My code look like this : https://play.golang.org/p/hJ4SHjVXaG
Problem is that for a file of 450M it uses around 2G1 of memory.
Does anyone have a solution to reduce that memory use ?
Update using SirDarius solution : https://play.golang.org/p/DBmOFOkZdx still use around 1G9
How many lines and fields are there in the file?
It is plausible that what you are describing is using the minimum amount of memory.
Looking at the code I think it will use 450MB of memory for the underlying string data.
It will then slice that up into strings.
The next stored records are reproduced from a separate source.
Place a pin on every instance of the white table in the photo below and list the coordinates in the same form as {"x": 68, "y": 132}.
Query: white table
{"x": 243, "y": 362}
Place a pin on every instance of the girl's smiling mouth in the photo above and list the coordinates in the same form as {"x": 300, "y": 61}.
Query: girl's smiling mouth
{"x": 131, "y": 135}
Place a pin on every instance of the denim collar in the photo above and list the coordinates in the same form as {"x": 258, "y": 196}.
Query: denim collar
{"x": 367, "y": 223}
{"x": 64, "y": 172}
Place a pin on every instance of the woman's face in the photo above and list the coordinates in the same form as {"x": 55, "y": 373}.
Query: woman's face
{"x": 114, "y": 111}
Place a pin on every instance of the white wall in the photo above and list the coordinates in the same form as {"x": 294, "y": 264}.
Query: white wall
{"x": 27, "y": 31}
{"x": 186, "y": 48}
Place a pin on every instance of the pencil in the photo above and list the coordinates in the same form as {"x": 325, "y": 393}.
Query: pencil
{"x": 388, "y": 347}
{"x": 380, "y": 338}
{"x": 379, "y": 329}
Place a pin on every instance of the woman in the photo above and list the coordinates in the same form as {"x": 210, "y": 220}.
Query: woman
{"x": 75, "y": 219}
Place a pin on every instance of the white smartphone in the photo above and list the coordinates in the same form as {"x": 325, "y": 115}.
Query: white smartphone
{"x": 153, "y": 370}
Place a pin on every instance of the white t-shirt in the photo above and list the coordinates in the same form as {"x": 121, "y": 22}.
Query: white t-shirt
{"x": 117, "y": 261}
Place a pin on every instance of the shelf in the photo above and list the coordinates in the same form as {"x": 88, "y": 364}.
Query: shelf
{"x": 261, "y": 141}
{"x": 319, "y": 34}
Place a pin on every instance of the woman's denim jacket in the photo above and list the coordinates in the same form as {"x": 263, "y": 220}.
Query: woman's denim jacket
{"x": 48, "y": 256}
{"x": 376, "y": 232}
These consist of a pointer and a length which take 16 bytes on a 64 bit platform.
So 1.5GB/16 = 93Million.
So if there are >50 Million fields in your file then the memory use seems reasonable.
There are other overheads like number of rows etc so this isn't an exact calculation.
EDIT
Given
5 millions row, 10 column each
That is 50 million string headers of 16 bytes which will take 800MB. Plus the data itself 450MB, plus 5 * 8 * 5 million Rows = 200MB makes 1.45GB
So I don't think even with perfect memory allocation, you'll be able to reduce the usage below 1.5GB.
This seems pretty inefficient to me:
for _, value := range strings.Split(line[23:], ";") {
row.Values = append(row.Values, value)
}
You basically obtain a []string
by calling the string.Split
function, and then loop over that slice to append every string to another initially nil string slice.
Why not just do:
row.Values = strings.Split(line[23:], ";")
instead ?
Though I can't guarantee it, it might be possible that the loop causes each string to be copied, and therefore make your program use twice as memory as needed.
You are appending into a Row
struct the values obtained by each iteration, which considering the huge file size is not a reasonable good approach. Why your are not processing the file in batches?
Looking at the Split function it returns a slice of substrings, so it's not necessary to range over the resulted slices and append them into the row.Values
. You can assign the resulted values directly to row.Values
, then append it to the rows
slice.
func Split(s, sep string) []string
Split slices s into all substrings separated by sep and returns a slice of the substrings between those separators. If sep is empty, Split splits after each UTF-8 sequence. It is equivalent to SplitN with a count of -1.
row.Values = strings.Split(line[23:], ";")
rows = append(rows, row)
Seems to me it's about append() function. From language spec
If the capacity of s is not large enough to fit the additional values, append allocates a new, sufficiently large underlying array
Size of this newly allocated array can be sufficient enough to consume even more further appends. So to allocate precisely you should slice := make([]Row, 0, WithExpectedCapacity)
and than assign slice[n]=
instead of append()
. If you can't do this, you at least can try reflection to compact
reflect.ValueOf(&slice).Elem().SetCap(len(slice))
Some tricky, but you can see https://play.golang.org/p/LslkOBCvII it works.